In Small Biz, There's No Small Stuff

When it comes to customer service, take a tip from a good police chief: The small things can be just as important as the high-profile ones

Last week I called customer service at a major national retailer. After navigating the obligatory automated telephone routing system, I was given the option of leaving a message (with the promise of a returned call) or of holding for the next available representative. Since I had already sent the company three e-mails that had gone unanswered, I opted to hold. After about two minutes, the line went dead.

Guessing there had been some kind of phone service glitch, I called back, made my way through the prompts, and the line went dead again. I did this two more times before I finally gave up and called a competitor. "If it's important, they'll call back," appears to be this company's philosophy on customer service (BusinessWeek.com, 6/1/07).

It is amazing to me how frequently this kind of thing still happens. Companies in crushingly competitive industries spend tens of millions of dollars on advertising, but still can't seem to find the time to answer the phone when a customer wants to buy something from them.

Focusing on High Profile Issues

I have come to see these scenarios as more than just annoyances; they are often signals of a critical failure of leadership. In these organizations, we can only assume that senior executives feel they can't be bothered by such trivial matters as customers reaching customer service—they've got more important things to do—like prepare budgets and meet with analysts.

Similar to company executives who are too busy to worry about whether the phones are getting answered, police chiefs in New York City used to focus their attention on the "big" issues—like managing City Hall and the media, and on big crimes such as murder and robbery. Until, that is, William Bratton was appointed police chief of New York City in 1994.

Influenced by sociologists James Q. Wilson and George L. Kelling, Bratton focused his attention on petty crimes like jumping subway turnstiles and spray-painting graffiti on rail cars. The policies initiated during Bratton's tenure are credited with a 39% decline in serious crimes and a 50% reduction in homicides. What was the connection between petty and serious crime? It turned out that many of the same people who were jumping turnstiles were also robbing and shooting people once they got on the train—so arresting them for these petty crimes kept them from committing more serious ones.

Little Things Aren't Little

But in Bratton's view, something even more important was happening. Bratton believed that when police fail to prosecute crimes like turnstile jumping and graffiti spraying, it breeds "fear and disorder" in neighborhoods and opens the door to more serious crimes. By enforcing these kinds of rules, Bratton restored order in New York's unruly subways—which in turn strengthened the community's resolve to not tolerate crime.

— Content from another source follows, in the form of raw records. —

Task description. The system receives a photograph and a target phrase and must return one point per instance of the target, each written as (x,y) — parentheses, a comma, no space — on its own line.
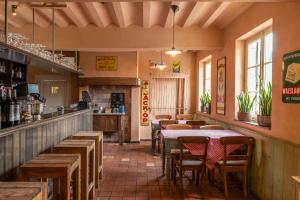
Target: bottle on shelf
(2,105)
(9,109)
(17,116)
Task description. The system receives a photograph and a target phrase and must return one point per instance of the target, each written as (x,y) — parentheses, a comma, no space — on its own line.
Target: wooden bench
(97,136)
(23,191)
(86,149)
(64,169)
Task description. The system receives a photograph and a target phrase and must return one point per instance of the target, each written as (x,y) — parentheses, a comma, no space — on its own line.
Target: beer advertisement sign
(291,77)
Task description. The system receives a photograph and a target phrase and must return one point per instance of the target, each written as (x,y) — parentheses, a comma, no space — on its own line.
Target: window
(258,64)
(207,76)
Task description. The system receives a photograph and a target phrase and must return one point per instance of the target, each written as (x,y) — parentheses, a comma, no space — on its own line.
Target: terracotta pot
(244,116)
(264,120)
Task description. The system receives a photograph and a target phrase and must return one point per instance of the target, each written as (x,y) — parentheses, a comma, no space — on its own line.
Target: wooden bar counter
(21,143)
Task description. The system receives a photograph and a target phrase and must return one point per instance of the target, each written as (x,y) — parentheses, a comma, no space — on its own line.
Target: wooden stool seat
(23,191)
(97,136)
(60,168)
(86,149)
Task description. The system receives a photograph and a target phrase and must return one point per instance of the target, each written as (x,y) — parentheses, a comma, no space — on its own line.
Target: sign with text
(145,102)
(106,63)
(291,77)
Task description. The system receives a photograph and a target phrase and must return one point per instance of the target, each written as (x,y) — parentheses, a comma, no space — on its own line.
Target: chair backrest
(237,140)
(196,122)
(178,126)
(184,116)
(212,127)
(202,141)
(166,117)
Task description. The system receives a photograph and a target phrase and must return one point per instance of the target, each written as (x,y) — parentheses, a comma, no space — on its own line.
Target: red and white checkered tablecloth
(215,150)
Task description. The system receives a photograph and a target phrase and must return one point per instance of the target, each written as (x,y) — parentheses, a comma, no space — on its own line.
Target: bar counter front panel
(21,143)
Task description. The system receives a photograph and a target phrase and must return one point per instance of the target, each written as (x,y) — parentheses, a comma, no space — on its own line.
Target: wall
(286,29)
(136,64)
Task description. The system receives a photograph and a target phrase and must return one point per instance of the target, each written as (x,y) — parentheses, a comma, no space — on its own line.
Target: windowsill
(253,124)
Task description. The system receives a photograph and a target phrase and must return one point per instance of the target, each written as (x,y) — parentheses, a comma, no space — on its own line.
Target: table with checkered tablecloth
(215,148)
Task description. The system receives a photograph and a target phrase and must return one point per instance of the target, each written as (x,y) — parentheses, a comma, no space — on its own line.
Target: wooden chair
(59,167)
(178,126)
(23,190)
(190,162)
(184,116)
(97,136)
(166,117)
(212,127)
(236,162)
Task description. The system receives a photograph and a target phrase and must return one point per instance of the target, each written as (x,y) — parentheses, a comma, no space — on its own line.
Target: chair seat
(177,151)
(190,163)
(232,162)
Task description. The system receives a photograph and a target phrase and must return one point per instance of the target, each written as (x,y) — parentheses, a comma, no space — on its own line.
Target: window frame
(260,35)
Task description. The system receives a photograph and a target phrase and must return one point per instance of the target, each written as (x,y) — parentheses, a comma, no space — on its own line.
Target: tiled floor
(132,172)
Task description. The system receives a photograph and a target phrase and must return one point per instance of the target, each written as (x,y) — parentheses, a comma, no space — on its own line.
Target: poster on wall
(145,103)
(291,77)
(176,66)
(106,63)
(221,85)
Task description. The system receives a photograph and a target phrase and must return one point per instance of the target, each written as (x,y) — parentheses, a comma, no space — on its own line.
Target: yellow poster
(106,63)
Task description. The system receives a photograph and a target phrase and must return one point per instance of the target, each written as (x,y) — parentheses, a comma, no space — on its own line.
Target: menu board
(291,77)
(145,103)
(106,63)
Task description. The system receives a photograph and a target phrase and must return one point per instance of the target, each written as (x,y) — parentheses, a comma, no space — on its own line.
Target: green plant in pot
(265,105)
(245,106)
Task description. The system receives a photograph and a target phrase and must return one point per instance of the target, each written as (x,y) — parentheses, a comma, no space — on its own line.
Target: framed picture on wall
(221,86)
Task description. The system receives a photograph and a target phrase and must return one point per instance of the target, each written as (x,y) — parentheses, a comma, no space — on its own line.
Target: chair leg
(245,184)
(225,183)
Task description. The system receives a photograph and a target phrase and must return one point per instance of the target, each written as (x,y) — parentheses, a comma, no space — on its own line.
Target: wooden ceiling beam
(75,14)
(222,7)
(119,12)
(147,14)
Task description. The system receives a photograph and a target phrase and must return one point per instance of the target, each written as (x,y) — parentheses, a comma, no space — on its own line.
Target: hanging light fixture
(13,10)
(161,65)
(173,51)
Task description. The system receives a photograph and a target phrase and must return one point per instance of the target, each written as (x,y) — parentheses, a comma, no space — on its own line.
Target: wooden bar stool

Like turnstile jumping and graffiti spraying in a New York subway, it's the little things in business (like answering the phone) that will largely determine how employees behave. They may not "breed fear and disorder," but they can breed apathy and complacency. The company with the automated telephone system that makes it practically impossible to talk to a live person is sending a clear signal to its employees that customers don't matter. Executives who make commitments to employees and then fail to follow through are essentially teaching employees to be true to their word only if it's convenient.